Como muitas outras coisas humanas a raiva é hoje simplesmente mais visível. Como paixão humana atravessa a história nas suas diferentes épocas. Contudo, a expressão actual da raiva tem as suas especificidades, fruto, nomeadamente, das redes sociais onde a raiva se mostra é cada vez mais desinibida e descomplexada, ainda que individualmente seja muito pouco assumida. Apesar da sua expressão e desinibição actual, apesar da facilidade com que encontra grupos que lhe conferem força e legitimidade, a raiva dificilmente se confessa, porque, basicamente se tem a consciência que ela é má, que ela é uma expressão do mal. A raiva, porque deseja e procura fazer o mal a alguém, dificilmente se pode confessar ou assumir. A pessoa que a sente vai sempre procurar formas de a negar, vai inclusivamente tentar convencer outros que aquilo sente e expressa não é raiva, que se trata de algo como uma grande indignação, como a expressão de um grande desgosto ou de um grande sentimento de desprezo, mas nunca a vai assumir, porque isso signif**a admitir que deseja o mal a alguém. Assumir tal desejo de morte e aniquilação do outro não é coisa simples e pode ser muito desestruturante.
Em termos individuais a raiva é antes de mais o reflexo dum sofrimento causado por um sentimento de que a pessoa se sente lesada naquilo que é o centro do seu ser, da sua identidade. Sentimo-nos lesados porque nos sentimos humilhados, com o sentimento duma profunda injustiça, mas também porque nos podemos sentir profundamente incompreendidos. Sofremos e procuramos uma resposta para este sofrimento que acreditamos encontrar designando uma causa exterior, única, que vai concentrar todo o nosso sentir, e é uma causa intencionalmente má de alguém que nos quis intencionalmente mal, pelo que, consequentemente, nos sentimos autorizados a querer-lhe também mal. O certo é que o pior sofrimento é aquele que não encontra forma de ser expresso.

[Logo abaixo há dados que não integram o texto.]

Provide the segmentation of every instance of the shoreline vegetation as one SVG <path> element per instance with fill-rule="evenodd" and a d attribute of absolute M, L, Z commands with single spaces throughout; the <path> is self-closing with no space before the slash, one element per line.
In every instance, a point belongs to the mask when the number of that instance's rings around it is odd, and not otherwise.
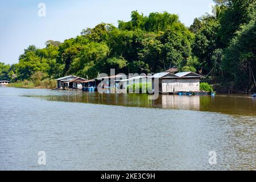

A raiva não é uma emoção como a cólera. Quando a sentimos há um desequilíbrio e teremos alguma dificuldade em voltar a encontrar a harmonia, mas a cólera não durará, porque tentamos fugir dela como fazemos com o medo. Com a raiva é diferente. A raiva é uma paixão, ela dura, não temos vontade que ela passe e vamos procurar todos os meios para a alimentar, tal como o fazemos com o amor, nem que para isso tenhamos de distorcer a realidade dos factos, desconsiderar os argumentos, não querendo ouvir nada que a contradiga. A raiva é uma rejeição e um desejo de aniquilar alguém com quem se tem um laço negativo muito forte. É uma rejeição integral da pessoa pouco importando as suas qualidades ou feitos.
E como saímos disto?
Se pudéssemos encontrar uma solução para a raiva talvez o perdão para a pessoa que nos fez mal deveria ser levado em conta. Contudo, quando se crê firmemente que alguém nos fez mal, que todos os males vêm dela, fechamo-nos numa crença da qual dificilmente se consegue sair. Na raiva parte-se dum contexto de vitimização, em que a pessoa se sente vítima, sem qualquer responsabilidade e com o desejo de denunciar o culpado, numa tentativa de partilhar o seu ponto de vista e encontrar um meio favorável para se sentir mais forte no número. Nesse sentido é vingativa, procura justiça de uma injustiça.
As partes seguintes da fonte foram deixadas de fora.